Friday, May 22, 2009

Freeing us from that heavy Carbon-diet: energy generation without pollution

Opponents of the Clean Energy and Security Act have a lot on their mind today. Turning down Federal stimulus money designed to help reduce carbon emission level seems to be a ploy by some of them, to halt the engine of progress across the country. Their position is unenviable, considering the fact that they have to explain themselves out on what to do with millions of tons of pollutants pumped into the atmosphere everyday from the coal and petroleum industrial complexes in their various states.

The Legislation affectionately called the Waxman-Markey bill, making its way through the Federal House Energy and Commerce Committee, is obviously a nightmare for many opponents of the Clean Energy and Security Act. Many Coal producing States and heavy carbon emitting industrial complexes would love not to have this bill pass as it sets a new standard for them to comply with and creates a situation of accountability for the level of carbon emission in their various domains. What is probably obvious is that carbon-emitting industrial complexes around the nation have a lot to lose when the bill becomes law. Coal mining companies, power plants and utilities who have long depended on coal for generating electricity, would now have to contend with the possibility of losing money when the bill passes and is signed into law.

Who are the potential winners when Waxman-Markey Bill passes? Investors in clean energy technologies, companies using wind mills in generating electricity or energy, researchers, academics, environmentalists and politicians who have constantly drummed up the beat of lowering carbon emission standards. The groups of regional green gas initiative in the Northwest and Midwest are also potential winners not to mention many small-scale wind mills in Washington State who have been making effort to win our citizens off the carbon-diet for energy generation. Commercial-scale wind energy investors would reap from having the foresight to produce energy from less polluting alternatives.

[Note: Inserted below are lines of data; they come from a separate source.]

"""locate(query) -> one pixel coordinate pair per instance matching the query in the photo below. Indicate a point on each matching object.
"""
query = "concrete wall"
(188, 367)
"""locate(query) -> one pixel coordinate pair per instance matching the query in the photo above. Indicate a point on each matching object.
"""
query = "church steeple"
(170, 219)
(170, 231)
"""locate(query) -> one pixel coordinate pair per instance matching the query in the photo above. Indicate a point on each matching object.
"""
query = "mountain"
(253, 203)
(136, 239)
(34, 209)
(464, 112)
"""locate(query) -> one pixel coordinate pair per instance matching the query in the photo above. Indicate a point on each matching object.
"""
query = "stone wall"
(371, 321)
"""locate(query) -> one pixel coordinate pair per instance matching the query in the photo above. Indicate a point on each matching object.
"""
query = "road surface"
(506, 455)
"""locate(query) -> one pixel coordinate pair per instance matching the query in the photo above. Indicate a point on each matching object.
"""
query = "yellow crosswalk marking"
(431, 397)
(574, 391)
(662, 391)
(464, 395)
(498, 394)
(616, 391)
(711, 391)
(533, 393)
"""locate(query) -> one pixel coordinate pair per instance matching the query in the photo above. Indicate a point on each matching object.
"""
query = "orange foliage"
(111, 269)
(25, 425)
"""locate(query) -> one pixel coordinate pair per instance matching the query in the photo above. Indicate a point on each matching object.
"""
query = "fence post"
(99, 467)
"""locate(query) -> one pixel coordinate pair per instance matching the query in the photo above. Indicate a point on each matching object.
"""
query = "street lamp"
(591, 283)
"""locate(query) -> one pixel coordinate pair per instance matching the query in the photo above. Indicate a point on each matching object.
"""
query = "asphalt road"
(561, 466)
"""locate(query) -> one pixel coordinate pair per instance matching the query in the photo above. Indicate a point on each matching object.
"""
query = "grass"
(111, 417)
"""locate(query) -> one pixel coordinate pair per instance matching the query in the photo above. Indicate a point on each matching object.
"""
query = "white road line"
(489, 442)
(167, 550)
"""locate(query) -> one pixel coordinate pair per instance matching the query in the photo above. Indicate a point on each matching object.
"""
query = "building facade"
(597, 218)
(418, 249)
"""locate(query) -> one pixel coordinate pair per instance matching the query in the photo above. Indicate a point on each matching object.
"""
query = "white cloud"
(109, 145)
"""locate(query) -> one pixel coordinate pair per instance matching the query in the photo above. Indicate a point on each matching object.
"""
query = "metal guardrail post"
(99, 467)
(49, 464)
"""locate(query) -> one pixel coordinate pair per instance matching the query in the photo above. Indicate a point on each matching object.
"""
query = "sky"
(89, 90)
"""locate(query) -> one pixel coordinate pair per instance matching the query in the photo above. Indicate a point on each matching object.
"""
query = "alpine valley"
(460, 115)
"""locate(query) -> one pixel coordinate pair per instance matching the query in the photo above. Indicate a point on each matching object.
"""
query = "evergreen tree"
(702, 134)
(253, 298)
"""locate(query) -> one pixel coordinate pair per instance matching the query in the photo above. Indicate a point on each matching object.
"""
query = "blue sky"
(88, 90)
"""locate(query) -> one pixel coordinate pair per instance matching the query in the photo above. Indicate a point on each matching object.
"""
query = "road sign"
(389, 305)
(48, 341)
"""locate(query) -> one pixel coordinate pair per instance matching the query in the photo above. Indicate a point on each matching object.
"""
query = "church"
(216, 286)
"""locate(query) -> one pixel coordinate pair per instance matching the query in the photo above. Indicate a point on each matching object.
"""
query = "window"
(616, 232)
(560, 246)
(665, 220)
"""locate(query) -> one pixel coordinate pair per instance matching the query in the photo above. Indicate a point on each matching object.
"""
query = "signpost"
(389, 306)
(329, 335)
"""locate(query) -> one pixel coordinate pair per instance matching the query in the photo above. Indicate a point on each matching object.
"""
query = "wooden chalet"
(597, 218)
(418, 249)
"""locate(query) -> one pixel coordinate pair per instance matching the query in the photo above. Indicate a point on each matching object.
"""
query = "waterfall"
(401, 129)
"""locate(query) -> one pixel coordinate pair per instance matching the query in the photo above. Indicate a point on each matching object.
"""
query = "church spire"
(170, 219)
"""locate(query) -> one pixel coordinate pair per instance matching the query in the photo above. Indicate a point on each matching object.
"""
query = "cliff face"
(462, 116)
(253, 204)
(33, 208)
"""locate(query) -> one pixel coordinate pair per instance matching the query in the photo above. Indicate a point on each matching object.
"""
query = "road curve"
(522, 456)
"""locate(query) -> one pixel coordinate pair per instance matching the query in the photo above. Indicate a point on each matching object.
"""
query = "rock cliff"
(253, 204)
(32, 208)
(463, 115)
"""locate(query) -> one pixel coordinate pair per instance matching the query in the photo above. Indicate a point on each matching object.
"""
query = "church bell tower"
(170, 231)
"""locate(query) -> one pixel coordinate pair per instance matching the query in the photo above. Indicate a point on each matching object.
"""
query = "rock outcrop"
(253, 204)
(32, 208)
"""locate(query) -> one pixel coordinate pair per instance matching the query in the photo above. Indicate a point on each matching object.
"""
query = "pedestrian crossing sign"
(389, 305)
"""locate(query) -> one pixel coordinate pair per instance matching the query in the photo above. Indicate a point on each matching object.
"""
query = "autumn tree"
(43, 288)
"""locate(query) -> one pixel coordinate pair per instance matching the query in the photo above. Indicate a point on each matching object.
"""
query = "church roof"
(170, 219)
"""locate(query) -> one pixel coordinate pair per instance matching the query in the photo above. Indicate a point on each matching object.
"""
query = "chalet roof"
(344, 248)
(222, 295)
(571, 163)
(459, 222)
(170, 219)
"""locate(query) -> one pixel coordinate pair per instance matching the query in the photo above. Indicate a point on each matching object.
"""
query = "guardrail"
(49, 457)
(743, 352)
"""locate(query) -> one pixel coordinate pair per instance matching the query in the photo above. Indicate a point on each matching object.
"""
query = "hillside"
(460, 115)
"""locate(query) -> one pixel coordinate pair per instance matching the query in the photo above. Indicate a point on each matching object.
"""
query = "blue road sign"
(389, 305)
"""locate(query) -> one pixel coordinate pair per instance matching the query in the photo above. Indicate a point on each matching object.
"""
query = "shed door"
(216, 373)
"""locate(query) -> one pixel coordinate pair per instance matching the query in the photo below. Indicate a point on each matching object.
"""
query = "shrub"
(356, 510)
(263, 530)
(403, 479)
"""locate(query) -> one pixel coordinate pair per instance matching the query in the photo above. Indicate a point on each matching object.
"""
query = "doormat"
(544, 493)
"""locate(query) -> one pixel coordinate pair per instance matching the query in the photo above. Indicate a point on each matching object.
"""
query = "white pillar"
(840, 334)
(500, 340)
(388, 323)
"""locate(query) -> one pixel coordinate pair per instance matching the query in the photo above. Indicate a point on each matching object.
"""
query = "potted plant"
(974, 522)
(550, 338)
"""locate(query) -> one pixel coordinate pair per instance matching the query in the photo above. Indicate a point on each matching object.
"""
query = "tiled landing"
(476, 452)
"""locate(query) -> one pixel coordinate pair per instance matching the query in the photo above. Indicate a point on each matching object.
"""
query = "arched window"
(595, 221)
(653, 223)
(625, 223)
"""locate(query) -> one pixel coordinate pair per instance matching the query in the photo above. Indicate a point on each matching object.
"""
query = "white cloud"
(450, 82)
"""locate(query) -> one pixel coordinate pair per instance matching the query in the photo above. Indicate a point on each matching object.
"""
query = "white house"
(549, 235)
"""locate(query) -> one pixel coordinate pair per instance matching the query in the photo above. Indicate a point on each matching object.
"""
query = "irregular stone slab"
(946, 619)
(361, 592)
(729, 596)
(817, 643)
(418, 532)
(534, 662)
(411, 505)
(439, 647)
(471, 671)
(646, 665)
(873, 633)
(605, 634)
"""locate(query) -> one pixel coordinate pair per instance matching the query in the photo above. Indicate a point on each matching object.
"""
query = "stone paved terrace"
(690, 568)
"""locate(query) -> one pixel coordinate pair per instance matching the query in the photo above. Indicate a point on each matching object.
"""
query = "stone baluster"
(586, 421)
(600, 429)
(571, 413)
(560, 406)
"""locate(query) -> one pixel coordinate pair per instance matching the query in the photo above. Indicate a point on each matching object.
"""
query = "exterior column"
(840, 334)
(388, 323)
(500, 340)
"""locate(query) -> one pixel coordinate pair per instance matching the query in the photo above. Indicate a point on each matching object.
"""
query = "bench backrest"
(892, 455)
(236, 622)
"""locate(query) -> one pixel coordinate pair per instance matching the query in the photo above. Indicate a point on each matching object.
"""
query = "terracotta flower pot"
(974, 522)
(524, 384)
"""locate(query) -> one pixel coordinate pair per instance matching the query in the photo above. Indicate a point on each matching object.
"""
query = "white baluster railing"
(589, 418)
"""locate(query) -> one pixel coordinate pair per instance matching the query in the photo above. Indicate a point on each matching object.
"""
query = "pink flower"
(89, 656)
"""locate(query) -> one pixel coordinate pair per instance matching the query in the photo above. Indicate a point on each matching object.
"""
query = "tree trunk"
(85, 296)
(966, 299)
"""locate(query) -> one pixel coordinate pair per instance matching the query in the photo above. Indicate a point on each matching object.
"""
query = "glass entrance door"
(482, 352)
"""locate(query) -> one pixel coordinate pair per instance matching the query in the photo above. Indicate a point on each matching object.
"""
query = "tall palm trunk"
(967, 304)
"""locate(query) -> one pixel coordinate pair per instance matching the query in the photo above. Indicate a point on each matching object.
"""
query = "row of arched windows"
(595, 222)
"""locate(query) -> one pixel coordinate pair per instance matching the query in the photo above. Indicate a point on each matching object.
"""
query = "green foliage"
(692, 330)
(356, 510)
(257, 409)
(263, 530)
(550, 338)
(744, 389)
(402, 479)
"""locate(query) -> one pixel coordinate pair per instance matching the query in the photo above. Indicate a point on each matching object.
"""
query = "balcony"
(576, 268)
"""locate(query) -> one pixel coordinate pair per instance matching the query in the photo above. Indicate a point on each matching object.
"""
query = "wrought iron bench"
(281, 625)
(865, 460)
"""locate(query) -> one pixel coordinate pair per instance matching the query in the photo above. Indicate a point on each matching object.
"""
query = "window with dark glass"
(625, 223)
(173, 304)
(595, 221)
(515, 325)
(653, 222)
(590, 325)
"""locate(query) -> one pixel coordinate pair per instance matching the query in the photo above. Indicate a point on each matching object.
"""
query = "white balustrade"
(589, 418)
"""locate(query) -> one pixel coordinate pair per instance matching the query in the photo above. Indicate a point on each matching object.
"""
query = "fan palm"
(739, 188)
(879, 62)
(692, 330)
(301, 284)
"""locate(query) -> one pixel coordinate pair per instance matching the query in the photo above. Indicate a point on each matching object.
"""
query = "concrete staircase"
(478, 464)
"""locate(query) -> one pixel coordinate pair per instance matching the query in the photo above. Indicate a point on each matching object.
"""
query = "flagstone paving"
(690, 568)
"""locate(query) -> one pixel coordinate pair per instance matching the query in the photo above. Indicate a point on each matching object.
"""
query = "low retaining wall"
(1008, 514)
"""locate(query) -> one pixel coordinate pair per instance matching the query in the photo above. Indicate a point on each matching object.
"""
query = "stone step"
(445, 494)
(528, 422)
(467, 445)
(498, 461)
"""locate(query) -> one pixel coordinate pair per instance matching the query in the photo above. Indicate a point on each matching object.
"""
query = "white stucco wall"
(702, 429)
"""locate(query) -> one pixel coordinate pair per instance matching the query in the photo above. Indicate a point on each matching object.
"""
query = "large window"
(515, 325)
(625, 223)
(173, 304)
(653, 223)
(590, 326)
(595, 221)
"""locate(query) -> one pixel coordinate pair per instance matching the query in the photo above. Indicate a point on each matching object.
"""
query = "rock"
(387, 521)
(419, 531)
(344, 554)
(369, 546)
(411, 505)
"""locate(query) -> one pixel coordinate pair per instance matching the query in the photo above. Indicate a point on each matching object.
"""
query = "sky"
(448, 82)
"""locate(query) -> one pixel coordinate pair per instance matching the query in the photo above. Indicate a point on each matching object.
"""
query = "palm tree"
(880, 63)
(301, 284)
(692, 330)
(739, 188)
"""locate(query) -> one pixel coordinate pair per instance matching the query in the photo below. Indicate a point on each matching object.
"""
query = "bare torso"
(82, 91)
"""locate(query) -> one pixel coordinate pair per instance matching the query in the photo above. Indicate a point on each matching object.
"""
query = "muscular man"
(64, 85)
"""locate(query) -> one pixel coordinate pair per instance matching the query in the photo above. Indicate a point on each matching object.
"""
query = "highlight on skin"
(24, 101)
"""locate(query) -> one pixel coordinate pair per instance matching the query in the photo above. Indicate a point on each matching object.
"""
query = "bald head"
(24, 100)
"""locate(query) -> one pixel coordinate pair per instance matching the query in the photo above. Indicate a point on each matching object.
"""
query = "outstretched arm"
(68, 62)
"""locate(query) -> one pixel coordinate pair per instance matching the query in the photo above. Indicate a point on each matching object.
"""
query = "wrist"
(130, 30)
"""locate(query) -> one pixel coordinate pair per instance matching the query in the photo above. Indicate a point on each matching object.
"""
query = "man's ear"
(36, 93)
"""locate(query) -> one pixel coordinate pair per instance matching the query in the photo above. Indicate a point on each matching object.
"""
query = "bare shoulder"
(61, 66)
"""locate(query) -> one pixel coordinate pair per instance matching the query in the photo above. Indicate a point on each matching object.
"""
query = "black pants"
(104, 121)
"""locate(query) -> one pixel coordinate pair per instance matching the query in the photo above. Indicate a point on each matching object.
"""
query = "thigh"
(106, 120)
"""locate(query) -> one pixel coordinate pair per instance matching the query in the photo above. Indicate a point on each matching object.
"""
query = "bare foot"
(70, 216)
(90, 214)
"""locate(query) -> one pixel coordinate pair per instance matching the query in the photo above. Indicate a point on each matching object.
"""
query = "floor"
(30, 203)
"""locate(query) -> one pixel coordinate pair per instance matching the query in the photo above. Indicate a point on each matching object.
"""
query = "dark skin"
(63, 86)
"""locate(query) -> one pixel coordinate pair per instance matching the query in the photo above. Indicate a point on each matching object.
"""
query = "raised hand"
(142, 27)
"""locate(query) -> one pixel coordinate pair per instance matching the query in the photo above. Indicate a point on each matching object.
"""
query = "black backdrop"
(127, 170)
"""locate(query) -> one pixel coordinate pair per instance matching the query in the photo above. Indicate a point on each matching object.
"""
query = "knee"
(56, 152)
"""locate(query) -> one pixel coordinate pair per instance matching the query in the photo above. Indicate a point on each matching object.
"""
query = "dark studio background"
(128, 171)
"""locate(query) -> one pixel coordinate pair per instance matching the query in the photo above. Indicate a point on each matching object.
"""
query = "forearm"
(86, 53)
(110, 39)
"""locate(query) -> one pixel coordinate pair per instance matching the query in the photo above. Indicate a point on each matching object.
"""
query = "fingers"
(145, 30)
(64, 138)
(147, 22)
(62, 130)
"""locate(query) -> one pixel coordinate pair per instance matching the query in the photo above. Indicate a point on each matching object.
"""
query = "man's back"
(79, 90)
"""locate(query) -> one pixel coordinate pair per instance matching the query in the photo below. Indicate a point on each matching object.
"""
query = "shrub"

The reality long known for three decades is that chlorofluorocarbon (CFC), a residue of carbon emission from coal and carbonated industrial processes, is gradually eating away on the ozone layer. Energy generation from coal has contributed to high levels of chlorofluorocarbon in the atmosphere, which have in turn diminished our ozone layer and contributed to the problem of global warming. What the Clean Energy and Security Act offer, is an opportunity to reduce chlorofluorocarbon in the atmosphere, create new technologies in energy generation and green jobs. The new law is expected to facilitate renewable energy systems, including energy generated from wind, solar, biomass, geothermal and hydrogen. It is also expected to usher in a regime of energy efficiency improvements thereby lowering the cost of generating a kilowatt of energy.